誇張された地球温暖化を肯定論者が認める

21.09.2017

Photo: npr.org

 

パリ議定書の根拠となる平均地球表面気温の増大が誤りであったことが最新の研究で明らかになった(Millar et al., Nature Geoscience online Sep. 18 (2017))。CO2の温室効果は誇張されていて、温暖化の度合いは地球モデルで予想された数値より低いことがわかった。

 

IPCCの報告書が警告した産業革命後から2022年までに1.5C上昇するとしているが、残すところ5年となった現在、2022年までにこの上昇が起こる可能性はほとんどない。地球モデルによる気温上昇の予測が事実と異なることがはっきりしてきた。

 

20世紀から1Cの上昇があったとしても、地球モデルの予測が現実となるには5年間で0.5C上昇しなければならない。上昇率は10年間で0.25Cであることから、実際に後5年で地球モデルの予測が現実となる可能性はほとんどない。論文では2015年以降のCO2排出量を200GtC以下に制限すると、気温上昇は0.6Cに収まる。

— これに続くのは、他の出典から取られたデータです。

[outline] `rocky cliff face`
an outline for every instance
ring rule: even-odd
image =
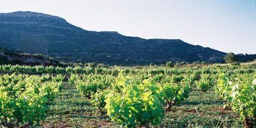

これは地球モデル予測の66%に相当する、すなわちIPCCの根拠となった地球モデル予測があてにならないことがはっきりした。

 

大まかにはCO2排出量と気温上昇は直線関係にあるが、地球モデル予測もシナリオ次第で予測は大きく異なり、上昇率の少ないシナリオ(RCP2.6)を除けば21世紀末までの気温は1.5Cを越えるとされてきた。2030年まで現在の排出量を越えずにそれ以降は減少するとすれば、20世紀から上昇が1.2-2Cに収まるとしたシナリオRCP2.6は実現できる可能性が出てきた。

 

redit: Nature Geoscience

 

このことは21世紀末に1.5C以内に気温上昇を抑えることが、CO2排出量規制で可能な範囲にあることを意味している。この研究結果は地球温暖化の議論に決着をつけた。破滅的な地球温暖化の予測が正しくないこと、CO2排出量規制によって上昇率の低いシナリオ(RCP2.6)が実現可能であることが明らかになったためである。

 

ロンドンタイムスによるとこれまで頑なに最悪シナリオにしがみついて深刻さを訴えてきた温暖化肯定論者たちも、「我々は間違っていた」として予測の誇張を認めてきている。欧州で始まり中国に波及したICE(内燃機関)車廃止の潮流の背景には、CO2排出量規制で最悪のシナリオを防げる可能性が出てきたことがあるのかもしれない。

 

一方で平均地球表面温度の計測結果にも任意性があり、誇張されてきたことも考慮すれば議論が全て決着したわけではないが、少なくとも地球モデル予測の誇張ははっきりした。今後はモデルの改良と同時に表面温度の計測の精度をあげ衛星データを含めて計測面での改善措置が求められる。